Le tocilizumab et le sarilumab contre le Covid-19

Une étude britannique montre une efficacité significative contre les formes graves de ces deux anticorps monoclonaux lorsqu'ils sont administrés en association avec la dexaméthasone.

Ces deux anticorps monoclonaux avaient déjà été testés au printemps dernier sous l'égide de l'AP-HP mais par manque de rigueur méthodologique, les cliniciens français s'étaient (une fois de plus...) montrés incapables d'aboutir à des résultats (positifs ou négatifs) publiables dans une revue scientifique digne de ce nom et en juillet dernier faute de résultats, ces deux pistes avaient été purement et simplement abandonnées.

Et une fois de plus, après la validation de la dexaméthasone et l'invalidation de l'hydroxychloroquine, les scientifiques et cliniciens britanniques donnent aux brouillons et prétentieux mandarins français une double leçon de rigueur scientifique et d'efficacité clinique, en ayant évalué ces deux médicaments non plus isolément mais en combinaison avec la dexaméthasone.

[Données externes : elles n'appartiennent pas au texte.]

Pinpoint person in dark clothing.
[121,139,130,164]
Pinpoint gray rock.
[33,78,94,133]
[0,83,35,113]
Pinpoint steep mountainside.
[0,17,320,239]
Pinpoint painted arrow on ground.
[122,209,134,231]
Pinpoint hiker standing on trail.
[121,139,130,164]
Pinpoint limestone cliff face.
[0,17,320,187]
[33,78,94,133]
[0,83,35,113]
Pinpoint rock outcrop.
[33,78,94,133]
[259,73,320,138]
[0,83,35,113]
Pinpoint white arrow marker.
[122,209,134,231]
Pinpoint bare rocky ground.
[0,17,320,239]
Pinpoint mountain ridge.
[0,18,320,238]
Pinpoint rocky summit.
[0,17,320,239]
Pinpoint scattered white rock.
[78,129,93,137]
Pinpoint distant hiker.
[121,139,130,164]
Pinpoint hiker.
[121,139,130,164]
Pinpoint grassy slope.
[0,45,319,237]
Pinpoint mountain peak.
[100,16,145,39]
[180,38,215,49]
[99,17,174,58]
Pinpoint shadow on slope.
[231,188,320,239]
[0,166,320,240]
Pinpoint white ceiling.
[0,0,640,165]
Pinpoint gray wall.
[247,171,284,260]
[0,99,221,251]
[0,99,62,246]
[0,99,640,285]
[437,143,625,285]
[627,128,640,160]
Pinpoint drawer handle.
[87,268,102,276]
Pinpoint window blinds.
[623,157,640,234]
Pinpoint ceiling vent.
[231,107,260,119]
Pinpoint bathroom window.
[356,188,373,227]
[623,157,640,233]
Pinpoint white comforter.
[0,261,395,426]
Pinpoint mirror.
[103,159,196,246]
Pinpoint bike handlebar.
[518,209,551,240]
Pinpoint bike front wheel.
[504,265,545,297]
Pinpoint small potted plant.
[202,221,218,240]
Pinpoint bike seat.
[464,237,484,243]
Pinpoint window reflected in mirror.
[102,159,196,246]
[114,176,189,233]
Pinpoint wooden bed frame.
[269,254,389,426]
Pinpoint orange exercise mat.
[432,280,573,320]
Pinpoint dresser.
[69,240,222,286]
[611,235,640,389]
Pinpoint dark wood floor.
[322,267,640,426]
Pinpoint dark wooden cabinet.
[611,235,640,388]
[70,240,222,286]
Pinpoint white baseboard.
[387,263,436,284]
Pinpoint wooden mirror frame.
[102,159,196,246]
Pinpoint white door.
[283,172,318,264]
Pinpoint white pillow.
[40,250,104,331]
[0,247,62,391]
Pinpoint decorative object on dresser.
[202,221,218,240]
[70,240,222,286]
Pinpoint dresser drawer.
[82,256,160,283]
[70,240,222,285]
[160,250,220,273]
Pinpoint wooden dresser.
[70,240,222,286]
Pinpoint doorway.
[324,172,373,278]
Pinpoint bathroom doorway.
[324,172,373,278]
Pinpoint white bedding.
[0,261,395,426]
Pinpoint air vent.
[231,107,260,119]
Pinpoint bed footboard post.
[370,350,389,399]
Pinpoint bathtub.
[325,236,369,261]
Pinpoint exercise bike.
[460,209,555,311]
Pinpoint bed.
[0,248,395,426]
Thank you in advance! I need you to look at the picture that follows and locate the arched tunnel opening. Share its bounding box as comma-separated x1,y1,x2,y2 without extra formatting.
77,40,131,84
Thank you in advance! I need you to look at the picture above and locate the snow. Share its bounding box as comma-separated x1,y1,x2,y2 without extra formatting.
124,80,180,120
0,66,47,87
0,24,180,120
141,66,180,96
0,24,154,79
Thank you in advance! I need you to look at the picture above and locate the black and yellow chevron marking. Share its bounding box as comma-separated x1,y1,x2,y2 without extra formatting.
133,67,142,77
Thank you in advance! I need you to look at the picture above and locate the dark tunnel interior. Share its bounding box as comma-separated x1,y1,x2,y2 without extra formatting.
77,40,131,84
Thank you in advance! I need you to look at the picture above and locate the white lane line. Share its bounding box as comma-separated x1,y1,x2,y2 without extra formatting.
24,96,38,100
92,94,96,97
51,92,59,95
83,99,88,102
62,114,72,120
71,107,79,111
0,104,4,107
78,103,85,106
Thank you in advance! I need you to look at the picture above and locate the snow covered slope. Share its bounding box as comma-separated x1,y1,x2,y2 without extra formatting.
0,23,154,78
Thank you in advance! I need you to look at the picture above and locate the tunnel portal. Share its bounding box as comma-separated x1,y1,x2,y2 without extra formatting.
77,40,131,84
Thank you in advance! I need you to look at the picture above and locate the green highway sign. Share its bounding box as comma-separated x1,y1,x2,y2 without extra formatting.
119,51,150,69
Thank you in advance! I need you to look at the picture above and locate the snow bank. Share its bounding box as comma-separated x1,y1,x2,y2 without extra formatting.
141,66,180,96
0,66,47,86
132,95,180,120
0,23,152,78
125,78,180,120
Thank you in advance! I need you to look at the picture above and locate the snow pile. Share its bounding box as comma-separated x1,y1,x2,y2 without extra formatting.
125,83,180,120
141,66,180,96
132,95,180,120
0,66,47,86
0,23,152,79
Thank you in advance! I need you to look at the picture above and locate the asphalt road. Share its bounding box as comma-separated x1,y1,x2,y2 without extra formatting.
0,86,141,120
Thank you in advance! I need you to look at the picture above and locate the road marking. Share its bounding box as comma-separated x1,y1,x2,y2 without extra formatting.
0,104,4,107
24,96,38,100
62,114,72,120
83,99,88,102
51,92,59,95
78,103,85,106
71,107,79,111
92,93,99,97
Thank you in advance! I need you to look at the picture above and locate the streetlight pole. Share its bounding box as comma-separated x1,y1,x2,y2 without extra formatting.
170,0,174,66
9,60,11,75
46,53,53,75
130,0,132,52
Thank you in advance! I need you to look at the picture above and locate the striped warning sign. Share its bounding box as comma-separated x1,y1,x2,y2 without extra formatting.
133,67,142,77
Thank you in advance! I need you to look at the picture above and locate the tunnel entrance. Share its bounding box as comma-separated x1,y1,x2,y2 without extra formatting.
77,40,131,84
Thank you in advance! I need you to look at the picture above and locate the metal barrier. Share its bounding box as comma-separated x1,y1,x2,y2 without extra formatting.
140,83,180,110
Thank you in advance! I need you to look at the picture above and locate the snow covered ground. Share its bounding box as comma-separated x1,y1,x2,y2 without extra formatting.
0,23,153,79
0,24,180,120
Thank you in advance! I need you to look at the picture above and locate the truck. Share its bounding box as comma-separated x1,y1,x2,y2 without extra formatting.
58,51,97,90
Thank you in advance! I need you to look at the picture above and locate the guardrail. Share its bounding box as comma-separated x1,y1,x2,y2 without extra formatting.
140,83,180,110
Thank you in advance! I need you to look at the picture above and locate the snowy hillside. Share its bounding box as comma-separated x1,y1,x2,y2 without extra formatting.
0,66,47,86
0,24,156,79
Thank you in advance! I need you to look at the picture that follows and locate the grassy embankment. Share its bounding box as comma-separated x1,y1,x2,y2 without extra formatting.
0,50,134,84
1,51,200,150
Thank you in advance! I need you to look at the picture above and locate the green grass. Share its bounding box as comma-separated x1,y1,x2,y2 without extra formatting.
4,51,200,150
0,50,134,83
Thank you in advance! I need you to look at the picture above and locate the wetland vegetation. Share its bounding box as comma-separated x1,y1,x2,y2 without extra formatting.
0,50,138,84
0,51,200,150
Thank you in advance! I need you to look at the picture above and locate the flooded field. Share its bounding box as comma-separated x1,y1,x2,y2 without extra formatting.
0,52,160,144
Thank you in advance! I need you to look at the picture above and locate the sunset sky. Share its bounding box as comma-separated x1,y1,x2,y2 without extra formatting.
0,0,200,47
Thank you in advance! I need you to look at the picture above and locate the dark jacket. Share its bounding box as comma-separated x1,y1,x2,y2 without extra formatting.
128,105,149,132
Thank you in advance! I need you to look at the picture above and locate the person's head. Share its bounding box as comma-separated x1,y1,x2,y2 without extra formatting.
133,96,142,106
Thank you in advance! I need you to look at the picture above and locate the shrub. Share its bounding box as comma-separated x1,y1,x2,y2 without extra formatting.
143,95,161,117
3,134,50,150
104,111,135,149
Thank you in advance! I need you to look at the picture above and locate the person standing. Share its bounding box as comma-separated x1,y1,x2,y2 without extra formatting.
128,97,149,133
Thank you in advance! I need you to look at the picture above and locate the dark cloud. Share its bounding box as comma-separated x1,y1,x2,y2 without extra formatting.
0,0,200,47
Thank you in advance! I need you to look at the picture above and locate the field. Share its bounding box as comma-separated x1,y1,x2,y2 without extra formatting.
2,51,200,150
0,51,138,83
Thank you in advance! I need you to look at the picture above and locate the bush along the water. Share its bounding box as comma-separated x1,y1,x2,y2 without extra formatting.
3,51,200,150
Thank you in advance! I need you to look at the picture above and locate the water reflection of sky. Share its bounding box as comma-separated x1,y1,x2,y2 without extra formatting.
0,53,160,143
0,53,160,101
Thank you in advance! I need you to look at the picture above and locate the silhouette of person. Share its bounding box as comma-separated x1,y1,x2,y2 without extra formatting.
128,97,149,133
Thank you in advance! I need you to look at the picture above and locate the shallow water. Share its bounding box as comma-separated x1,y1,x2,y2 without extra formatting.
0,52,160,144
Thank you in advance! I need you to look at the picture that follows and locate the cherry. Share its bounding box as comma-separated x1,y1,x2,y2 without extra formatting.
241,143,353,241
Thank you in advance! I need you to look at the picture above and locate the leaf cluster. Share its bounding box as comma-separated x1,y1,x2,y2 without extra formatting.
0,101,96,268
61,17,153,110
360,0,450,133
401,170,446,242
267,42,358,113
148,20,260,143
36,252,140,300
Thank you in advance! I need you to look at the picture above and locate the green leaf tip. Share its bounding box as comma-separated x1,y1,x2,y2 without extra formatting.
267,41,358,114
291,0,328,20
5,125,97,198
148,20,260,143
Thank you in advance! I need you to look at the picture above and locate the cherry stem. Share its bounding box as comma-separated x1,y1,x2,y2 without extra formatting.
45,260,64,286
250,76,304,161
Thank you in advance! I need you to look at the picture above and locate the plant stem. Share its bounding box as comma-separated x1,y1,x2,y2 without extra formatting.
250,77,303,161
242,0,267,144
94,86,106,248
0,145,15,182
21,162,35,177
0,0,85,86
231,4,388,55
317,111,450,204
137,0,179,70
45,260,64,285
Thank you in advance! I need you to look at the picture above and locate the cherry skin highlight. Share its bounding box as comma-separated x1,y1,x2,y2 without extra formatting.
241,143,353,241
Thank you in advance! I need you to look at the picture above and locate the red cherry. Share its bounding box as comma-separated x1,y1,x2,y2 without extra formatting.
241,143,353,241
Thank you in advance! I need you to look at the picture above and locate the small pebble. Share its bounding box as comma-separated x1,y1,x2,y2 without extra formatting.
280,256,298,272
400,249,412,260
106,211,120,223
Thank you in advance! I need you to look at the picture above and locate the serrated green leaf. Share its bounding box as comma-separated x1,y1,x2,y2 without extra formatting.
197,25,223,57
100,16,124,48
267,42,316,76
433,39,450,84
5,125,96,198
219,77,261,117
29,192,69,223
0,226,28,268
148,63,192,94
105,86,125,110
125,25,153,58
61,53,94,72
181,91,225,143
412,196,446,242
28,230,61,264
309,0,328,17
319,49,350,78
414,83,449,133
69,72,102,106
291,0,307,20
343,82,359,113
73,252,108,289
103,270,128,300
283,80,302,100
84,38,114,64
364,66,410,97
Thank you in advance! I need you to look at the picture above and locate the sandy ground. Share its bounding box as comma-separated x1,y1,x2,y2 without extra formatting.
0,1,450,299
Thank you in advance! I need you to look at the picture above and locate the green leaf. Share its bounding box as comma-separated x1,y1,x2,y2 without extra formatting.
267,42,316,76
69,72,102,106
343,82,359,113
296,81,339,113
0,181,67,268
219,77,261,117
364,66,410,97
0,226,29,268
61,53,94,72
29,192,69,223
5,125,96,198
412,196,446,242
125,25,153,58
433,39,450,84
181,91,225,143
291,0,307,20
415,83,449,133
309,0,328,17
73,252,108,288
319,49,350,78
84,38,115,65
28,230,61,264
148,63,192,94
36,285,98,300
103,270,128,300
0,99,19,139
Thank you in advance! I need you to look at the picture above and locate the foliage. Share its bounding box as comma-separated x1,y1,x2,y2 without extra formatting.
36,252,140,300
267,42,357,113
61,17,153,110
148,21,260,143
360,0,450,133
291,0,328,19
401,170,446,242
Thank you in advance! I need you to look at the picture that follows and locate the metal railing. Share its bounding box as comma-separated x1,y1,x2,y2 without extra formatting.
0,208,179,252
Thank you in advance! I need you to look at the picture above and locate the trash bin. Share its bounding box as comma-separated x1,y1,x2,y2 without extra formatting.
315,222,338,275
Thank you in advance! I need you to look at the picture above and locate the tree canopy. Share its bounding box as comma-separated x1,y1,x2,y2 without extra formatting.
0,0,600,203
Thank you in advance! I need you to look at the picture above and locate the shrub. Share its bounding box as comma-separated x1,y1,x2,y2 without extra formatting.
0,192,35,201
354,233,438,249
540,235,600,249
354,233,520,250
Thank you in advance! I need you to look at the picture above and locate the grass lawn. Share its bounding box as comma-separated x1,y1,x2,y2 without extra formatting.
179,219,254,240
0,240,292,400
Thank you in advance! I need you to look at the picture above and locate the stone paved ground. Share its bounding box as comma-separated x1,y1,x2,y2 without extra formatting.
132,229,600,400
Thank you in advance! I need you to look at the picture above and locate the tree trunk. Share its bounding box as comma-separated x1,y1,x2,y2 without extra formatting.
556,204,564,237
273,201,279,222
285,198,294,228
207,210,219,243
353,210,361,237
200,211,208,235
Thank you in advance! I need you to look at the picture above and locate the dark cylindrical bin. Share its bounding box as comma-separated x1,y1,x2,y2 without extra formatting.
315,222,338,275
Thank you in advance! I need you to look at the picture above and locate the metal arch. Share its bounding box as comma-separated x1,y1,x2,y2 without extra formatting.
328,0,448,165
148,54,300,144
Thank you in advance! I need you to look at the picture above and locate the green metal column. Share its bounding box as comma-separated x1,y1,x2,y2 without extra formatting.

D'après les premières informations publiées ce jour par la presse anglaise, le taux de mortalité des patients les plus gravement atteints a été réduit (par un différentiel statistiquement significatif de 12% du total) et surtout la durée de séjour en soin intensif a été réduite de 7 jours au minimum à 10 jours au mieux, ce qui dans l'état actuel de saturation du NHS est très bienvenu.

Le nouveau traitement évalué associe oxygénation et dexaméthasone (qui constituent l'actuel traitement standard des formes graves) avec l'administration de tocilizumab ou de sarilumab. Le petit nombre de cas (quelques dizaines seulement) d'administration de sarilumab au lieu de tocilizumab ne permet pas à ce stade de conclure à une différence d'efficacité entre les deux, mais l'un et l'autre ressortent plus efficaces que le traitement de référence.